Each aircraft had an abrupt power cut less than a second after
the loud sound on the cockpit voice recorder. The nose has come
off after it was crumpled into the cargo door hole by the 300
knot CAS wind force.
"However, the decompression event caused a data loss of approximately 2 1/2 seconds. When the data resumed being recorded, all values appeared valid with the exception of the pitch and roll parameters. Lateral acceleration showed a sharp increase immediately following the decompression. Vertical acceleration showed a sharp, rapid change just after the decompression and a slight increase as the airplane began its descent."
NTSB AAR 92/02. page 25
"From the CVR and DFDR, AI 182 was proceeding normally
en route from Montreal to London at an altitude of 31,000 feet
and an indicated airspeed of 296 knots when the cockpit area microphone
detected a sudden loud sound. The sound continued for about 0.6
seconds, and then almost immediately, the line from the cockpit
area microphone to the cockpit voice recorder at the rear of the
pressure cabin was most probably broken. This was followed by
a loss of electrical power to the recorder."
Canadian Aviation Safety Board Air India 23 June 1985, page 21
"When synchronized with other recordings it was determined, within the accuracy that the procedure permitted, that the DFDR stopped recording simultaneously with the CVR." "Irregular signals were observed over the last 0.27 inches of the DFDR tape. Laboratory tests indicated that the irregular signals most likely occurred as a result of the recorder being subjected to sharp angular accelerations about the lateral axis of the recorder, causing rapid changes in tape speed over the record head."
Canadian Aviation Safety Board Air India 23 June 1985, page 22
"The analysis of the recording from the DFDR fitted to
N739PA, which is detailed in Appendix C, showed that the recorded
data simply stopped.

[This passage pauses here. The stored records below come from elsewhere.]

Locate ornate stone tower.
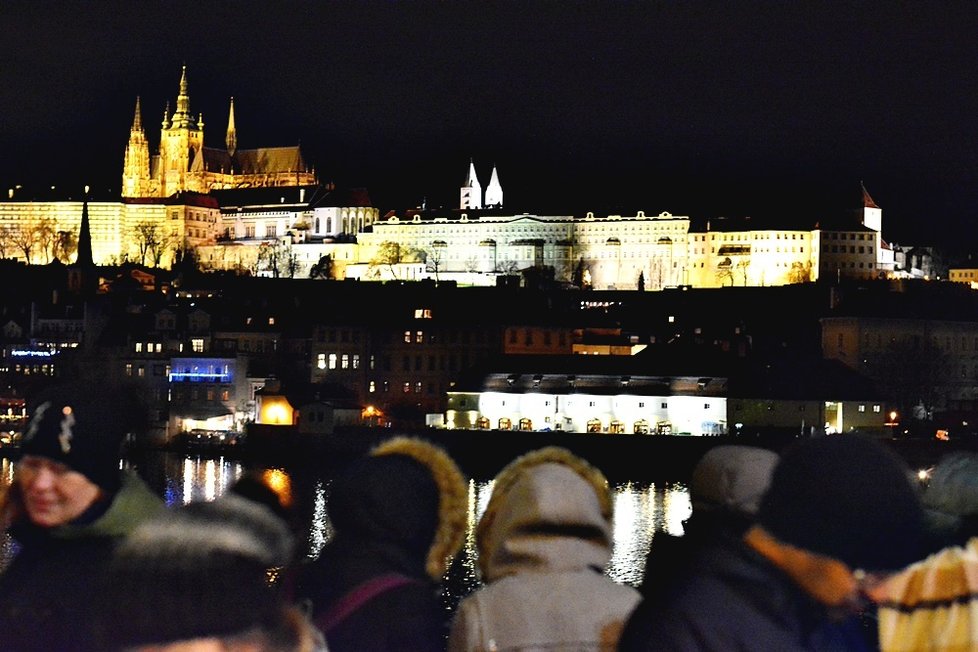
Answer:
[458,160,482,210]
[122,97,152,197]
[484,165,503,208]
[160,66,207,197]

Following careful examination and correlation
of the various sources of recorded information, it was concluded
that this occurred because the electrical power supply to the
recorder had been interrupted at 19:02:50 +- second."
UK AAIB Report 2/90 Page 37
"The analysis of the cockpit voice recording, which is detailed in Appendix C, concluded that there were valid signals available to the DVR when it stopped at 19:02.50 +- second because the power supply to the recorder was interrupted. It is not clear if the sound at the end of the recording is the result of the explosion or is from the break-up of the aircraft structure."
UK AAIB Report 2/90 Page 38
"The wire that carried electrical power from the cockpit
to the tape recorder mounted in the rear of TWA Flight 800 ran
down the right side of he airplane. The wire that carried power
to the flight data recorder ran down the left side. Yet the two
were severed within an instant, without any warning."